Un réseau social privé et rémunérateur
Le pari de l’entreprise, fondée en 2015: créer des réseaux sociaux en silos, centrés sur des personnalités et en particulier des influenceurs et influenceuses d’Instagram. De la même manière qu’ils pouvaient, fut-un temps que les moins de vingt ans ne veulent sans doute pas connaître, créer leur site internet, quiconque peut ainsi créer son propre petit Instagram personnel. À chacun son réseau social, avec tout ce que cela peut comporter. Et pour accéder aux contenus qui y sont postés, les «superfans» devront s’acquitter d’un petit abonnement mensuel.
Les avantages pour les stars concernées sont multiples. Ils sont d’abord financiers: Fast Company calcule que si 0,1% des followers Instagram d’une vedette en comptant deux millions s’abonnaient à sa plateforme personnalisée, elle pourrait prétendre à des revenus annuels de plus de 85.000 dollars [environ 75.000 euros], Escapex ponctionnant 30% des revenus générés.
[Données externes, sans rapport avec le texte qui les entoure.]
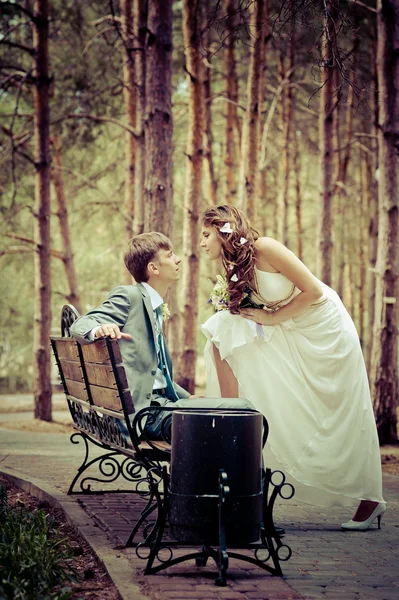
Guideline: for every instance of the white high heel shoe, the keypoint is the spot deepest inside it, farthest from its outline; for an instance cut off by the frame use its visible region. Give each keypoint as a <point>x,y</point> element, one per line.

Un autre avantage est de pouvoir dire adieu à la toute-puissance des algorithmes cryptiques des réseaux classiques comme Instagram ou Facebook, qui privent followers et fans d’une partie des contenus publiés. Les VIP pourront désormais poster en permanence et sans crainte que leurs publications ne se perdent dans les limbes, donc potentiellement créer une relation plus étroite encore avec leur communauté.
Un club plutôt que des followers
Les personnes disposant d’une application Escapex récupèrent également ce qui constitue désormais un bien très précieux: contrairement à Facebook, YouTube ou Instagram, les données relatives aux abonné·es et fans sont placées dans les mains des responsables du site Escapex, qui peuvent donc les exploiter à leur guise. Le contrôle est bien plus total qu’avec les plateformes traditionnelles, ce qui pourrait notamment attirer de nombreux acteurs avides de communautés directes, de data et de contrôle –par exemple les labels musicaux.
Les contenus peuvent être ou ne pas être placés derrière un abonnement payant. Fast Company donne l’exemple de l’acteur Osric Chau (Supernatural), qui dispose depuis début 2018 de son application Escapex et l’utilise pour former un lien plus direct et plus fort avec sa communauté de fans. L’activité de ces derniers est récompensée par un système de points, qui peuvent servir à booster un commentaire –donc à garantir que l’objet de sa passion le verra. Idéal pour resserrer les liens, voire créer une légère addiction.
En somme, Escapex est une sorte de privatisation des réseaux sociaux qui tente de couper l’herbe sous le pied de tous les intermédiaires habituels, permet aux célébrités de mieux contrôler ce qu’elles proposent et offre à leurs fans le renforcement d'un très précieux sentiment d’appartenance à une communauté d’intérêt. Le potentiel semble immense.